Introduction to MMM. Part 1

This is the first article in a series in which I will talk about media mix modeling.

In the first part, I will introduce you to the terms of media mix models, effects and data that you will need to build models.

In the second part, I will tell you more about modeling and optimization: how to choose an approach and metrics, collect and pre-process data, and, in fact, move on to modeling.

The third part will focus on practical tips for building media mix models using Robyn, an experimental marketing mix modeling (MMM) package from Meta Marketing Science.

In the fourth, we'll take a closer look at PYMC-Marketing, a Python-based marketing analytics solution.

So, let's move on to an analysis of the basic concepts and problems that media marketing channel success analysts face.

How to evaluate the effectiveness of marketing channels?

Touch-based attribution

For the last 10-15 years, touch-based attribution has been the standard in this area. This is a marketing measurement approach in which a channel assigns a cookie to a specific user. Then its path can be tracked in your application, store or platform.

There are different approaches to such attribution.

You can choose the last-touch model, that is, data about the last channel that brought a person to your site, or first-touch – data about how the user first came to your site and how he ultimately converted. In these models it is “winner takes all”.

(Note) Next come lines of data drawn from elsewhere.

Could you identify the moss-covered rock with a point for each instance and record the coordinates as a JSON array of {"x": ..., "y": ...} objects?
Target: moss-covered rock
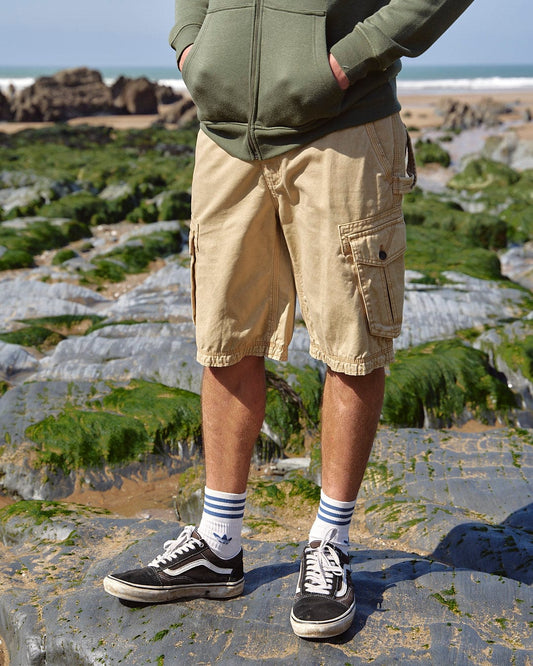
[
  {"x": 33, "y": 336},
  {"x": 429, "y": 152},
  {"x": 63, "y": 255},
  {"x": 169, "y": 415},
  {"x": 434, "y": 251},
  {"x": 133, "y": 257},
  {"x": 122, "y": 426},
  {"x": 482, "y": 174},
  {"x": 293, "y": 404},
  {"x": 438, "y": 382}
]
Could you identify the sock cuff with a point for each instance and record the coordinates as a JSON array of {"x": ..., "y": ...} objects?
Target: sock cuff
[
  {"x": 336, "y": 504},
  {"x": 222, "y": 505},
  {"x": 219, "y": 494}
]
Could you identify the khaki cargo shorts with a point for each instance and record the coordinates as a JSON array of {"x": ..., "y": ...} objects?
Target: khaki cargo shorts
[{"x": 323, "y": 221}]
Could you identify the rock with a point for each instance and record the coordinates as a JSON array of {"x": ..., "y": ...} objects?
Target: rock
[
  {"x": 458, "y": 115},
  {"x": 67, "y": 94},
  {"x": 135, "y": 96},
  {"x": 517, "y": 264},
  {"x": 14, "y": 359},
  {"x": 5, "y": 108},
  {"x": 510, "y": 149},
  {"x": 156, "y": 352},
  {"x": 179, "y": 113},
  {"x": 25, "y": 299},
  {"x": 434, "y": 312},
  {"x": 167, "y": 95},
  {"x": 442, "y": 567},
  {"x": 504, "y": 346}
]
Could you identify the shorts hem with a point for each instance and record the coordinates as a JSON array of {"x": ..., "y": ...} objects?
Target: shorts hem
[
  {"x": 354, "y": 367},
  {"x": 225, "y": 360}
]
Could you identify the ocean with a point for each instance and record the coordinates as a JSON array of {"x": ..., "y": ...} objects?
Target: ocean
[{"x": 414, "y": 78}]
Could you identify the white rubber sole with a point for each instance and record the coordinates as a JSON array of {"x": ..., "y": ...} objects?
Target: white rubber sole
[
  {"x": 326, "y": 629},
  {"x": 145, "y": 594}
]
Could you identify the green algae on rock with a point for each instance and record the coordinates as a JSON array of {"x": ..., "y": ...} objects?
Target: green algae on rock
[
  {"x": 438, "y": 381},
  {"x": 121, "y": 426}
]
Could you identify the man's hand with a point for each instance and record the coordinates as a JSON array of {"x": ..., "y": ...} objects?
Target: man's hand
[
  {"x": 183, "y": 55},
  {"x": 338, "y": 73}
]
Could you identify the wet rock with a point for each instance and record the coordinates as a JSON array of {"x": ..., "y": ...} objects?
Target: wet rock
[
  {"x": 25, "y": 299},
  {"x": 458, "y": 115},
  {"x": 517, "y": 264},
  {"x": 507, "y": 348},
  {"x": 179, "y": 113},
  {"x": 15, "y": 359},
  {"x": 443, "y": 572},
  {"x": 5, "y": 108},
  {"x": 135, "y": 96},
  {"x": 510, "y": 149},
  {"x": 156, "y": 352},
  {"x": 434, "y": 312}
]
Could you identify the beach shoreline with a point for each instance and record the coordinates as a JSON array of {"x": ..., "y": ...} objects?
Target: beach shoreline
[{"x": 419, "y": 110}]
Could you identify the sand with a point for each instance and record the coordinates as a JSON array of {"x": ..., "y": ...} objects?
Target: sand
[{"x": 418, "y": 110}]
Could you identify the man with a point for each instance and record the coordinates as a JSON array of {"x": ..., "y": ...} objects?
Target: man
[{"x": 299, "y": 176}]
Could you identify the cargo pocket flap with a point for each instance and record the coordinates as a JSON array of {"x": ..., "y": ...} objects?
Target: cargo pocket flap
[
  {"x": 381, "y": 246},
  {"x": 377, "y": 256}
]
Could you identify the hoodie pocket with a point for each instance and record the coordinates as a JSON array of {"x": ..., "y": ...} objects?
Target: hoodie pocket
[
  {"x": 378, "y": 257},
  {"x": 296, "y": 84},
  {"x": 217, "y": 69}
]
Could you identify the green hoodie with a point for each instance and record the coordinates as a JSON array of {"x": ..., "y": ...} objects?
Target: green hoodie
[{"x": 259, "y": 74}]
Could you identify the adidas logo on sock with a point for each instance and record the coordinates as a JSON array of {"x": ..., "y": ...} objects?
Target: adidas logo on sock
[{"x": 222, "y": 539}]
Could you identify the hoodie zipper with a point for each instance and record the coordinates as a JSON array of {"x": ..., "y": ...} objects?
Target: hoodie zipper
[{"x": 254, "y": 79}]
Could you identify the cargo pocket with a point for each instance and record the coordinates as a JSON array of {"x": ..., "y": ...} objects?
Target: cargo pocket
[
  {"x": 377, "y": 253},
  {"x": 193, "y": 248}
]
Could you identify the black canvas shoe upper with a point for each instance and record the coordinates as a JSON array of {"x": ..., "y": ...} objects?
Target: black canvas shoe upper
[
  {"x": 324, "y": 604},
  {"x": 187, "y": 567}
]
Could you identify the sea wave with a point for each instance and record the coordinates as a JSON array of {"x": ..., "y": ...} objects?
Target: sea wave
[
  {"x": 405, "y": 85},
  {"x": 18, "y": 83}
]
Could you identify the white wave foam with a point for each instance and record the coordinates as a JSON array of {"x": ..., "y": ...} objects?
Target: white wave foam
[
  {"x": 18, "y": 83},
  {"x": 494, "y": 83}
]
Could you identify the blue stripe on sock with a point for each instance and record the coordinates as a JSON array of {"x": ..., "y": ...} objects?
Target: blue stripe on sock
[
  {"x": 224, "y": 500},
  {"x": 336, "y": 508},
  {"x": 223, "y": 515},
  {"x": 325, "y": 518},
  {"x": 215, "y": 505},
  {"x": 334, "y": 515}
]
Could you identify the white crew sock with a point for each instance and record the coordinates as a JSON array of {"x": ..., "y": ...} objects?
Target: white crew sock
[
  {"x": 333, "y": 514},
  {"x": 221, "y": 523}
]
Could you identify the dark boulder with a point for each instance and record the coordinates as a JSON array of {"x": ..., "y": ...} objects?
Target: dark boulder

There are also multi-touch approaches, where one user is probabilistically (or otherwise) assigned to multiple channels at once.

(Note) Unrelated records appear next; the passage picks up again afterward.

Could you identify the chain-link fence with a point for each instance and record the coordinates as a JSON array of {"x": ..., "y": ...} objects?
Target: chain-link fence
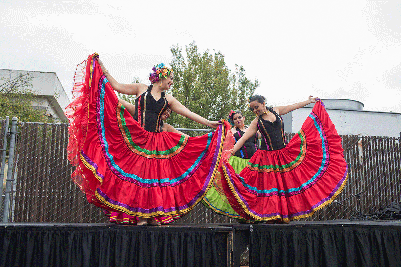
[{"x": 44, "y": 192}]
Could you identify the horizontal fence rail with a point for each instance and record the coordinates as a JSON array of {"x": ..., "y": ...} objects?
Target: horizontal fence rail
[{"x": 44, "y": 191}]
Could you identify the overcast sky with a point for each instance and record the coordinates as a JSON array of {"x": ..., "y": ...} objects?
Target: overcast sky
[{"x": 331, "y": 49}]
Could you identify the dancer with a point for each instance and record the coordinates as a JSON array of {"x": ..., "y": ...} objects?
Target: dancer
[
  {"x": 123, "y": 218},
  {"x": 165, "y": 115},
  {"x": 286, "y": 182},
  {"x": 215, "y": 198},
  {"x": 127, "y": 164}
]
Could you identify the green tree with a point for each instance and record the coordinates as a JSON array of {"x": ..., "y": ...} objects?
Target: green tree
[
  {"x": 16, "y": 98},
  {"x": 204, "y": 84}
]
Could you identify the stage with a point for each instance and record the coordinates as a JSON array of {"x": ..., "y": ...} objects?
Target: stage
[{"x": 321, "y": 243}]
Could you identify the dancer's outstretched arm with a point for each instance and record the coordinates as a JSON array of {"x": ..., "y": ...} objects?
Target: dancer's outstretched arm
[
  {"x": 282, "y": 110},
  {"x": 128, "y": 89},
  {"x": 253, "y": 128},
  {"x": 184, "y": 111}
]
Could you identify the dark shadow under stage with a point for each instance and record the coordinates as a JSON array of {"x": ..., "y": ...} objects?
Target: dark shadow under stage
[{"x": 328, "y": 243}]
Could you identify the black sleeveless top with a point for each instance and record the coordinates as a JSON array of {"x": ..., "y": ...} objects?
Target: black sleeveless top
[
  {"x": 272, "y": 133},
  {"x": 148, "y": 111},
  {"x": 250, "y": 146}
]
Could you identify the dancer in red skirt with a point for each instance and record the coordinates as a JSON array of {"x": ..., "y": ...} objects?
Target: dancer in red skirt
[
  {"x": 286, "y": 182},
  {"x": 126, "y": 164}
]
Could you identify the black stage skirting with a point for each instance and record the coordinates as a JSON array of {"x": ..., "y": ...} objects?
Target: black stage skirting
[
  {"x": 112, "y": 245},
  {"x": 330, "y": 243}
]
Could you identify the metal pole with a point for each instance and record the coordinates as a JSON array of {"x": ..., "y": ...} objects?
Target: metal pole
[
  {"x": 10, "y": 178},
  {"x": 3, "y": 159}
]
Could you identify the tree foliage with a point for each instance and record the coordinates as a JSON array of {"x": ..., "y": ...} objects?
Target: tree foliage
[
  {"x": 204, "y": 84},
  {"x": 16, "y": 98}
]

However, not everything is very smooth with touch-based attribution:

  • She prioritizes the bottom of the funnel—the decision and retention stage.

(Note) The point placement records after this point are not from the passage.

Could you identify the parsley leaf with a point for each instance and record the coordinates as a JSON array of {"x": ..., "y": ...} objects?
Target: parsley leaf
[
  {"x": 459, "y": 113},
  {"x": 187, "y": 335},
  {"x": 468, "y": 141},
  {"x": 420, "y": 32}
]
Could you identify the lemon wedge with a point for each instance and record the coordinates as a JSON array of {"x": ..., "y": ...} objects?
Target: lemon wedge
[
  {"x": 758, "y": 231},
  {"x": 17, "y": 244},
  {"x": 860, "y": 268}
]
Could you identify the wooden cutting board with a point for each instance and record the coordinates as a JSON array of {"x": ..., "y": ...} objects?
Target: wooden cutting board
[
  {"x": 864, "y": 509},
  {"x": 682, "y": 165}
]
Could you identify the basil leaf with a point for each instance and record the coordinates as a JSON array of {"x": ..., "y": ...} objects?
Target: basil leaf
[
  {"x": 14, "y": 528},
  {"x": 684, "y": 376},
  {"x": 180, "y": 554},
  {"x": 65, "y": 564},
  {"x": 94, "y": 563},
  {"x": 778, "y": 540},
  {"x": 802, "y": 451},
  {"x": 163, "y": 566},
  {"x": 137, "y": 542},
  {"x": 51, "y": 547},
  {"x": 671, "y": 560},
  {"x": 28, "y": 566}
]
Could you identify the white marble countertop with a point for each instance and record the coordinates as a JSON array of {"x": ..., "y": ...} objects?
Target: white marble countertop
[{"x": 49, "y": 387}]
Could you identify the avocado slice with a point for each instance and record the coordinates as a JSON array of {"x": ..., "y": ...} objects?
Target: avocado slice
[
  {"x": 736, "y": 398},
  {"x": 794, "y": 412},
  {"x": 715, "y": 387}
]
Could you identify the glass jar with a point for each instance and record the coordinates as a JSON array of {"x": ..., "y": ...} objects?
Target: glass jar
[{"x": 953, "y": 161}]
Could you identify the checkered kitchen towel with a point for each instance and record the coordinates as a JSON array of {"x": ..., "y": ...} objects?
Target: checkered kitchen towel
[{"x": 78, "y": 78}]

  • It is impossible to evaluate the effect of offline marketing.

  • It doesn't fit well with data privacy trends.

Let's look at each problem in a little more detail.

In fact, the bottom of the funnel is favored less by last-touch attribution. That is, if users end up searching for your product in a search engine by name or keyword, then it will seem that your marketing channels are not working at all.

However, it is quite possible that users come after seeing your outdoor advertising or advertising on TV. Touch-based attribution knows nothing about this, and you can't estimate how many sales offline advertising actually brings you.

Privacy is a bit different here. The problem here is that in today's world, it is becoming increasingly difficult to track the effectiveness of performance marketing every year. The European Union adopted the GDPR data protection regulation, and similar initiatives are being taken in the United States. Measures to limit data tracking are being introduced not only at the state level, but also among companies. For example, Apple has introduced restrictions on third-party tracking.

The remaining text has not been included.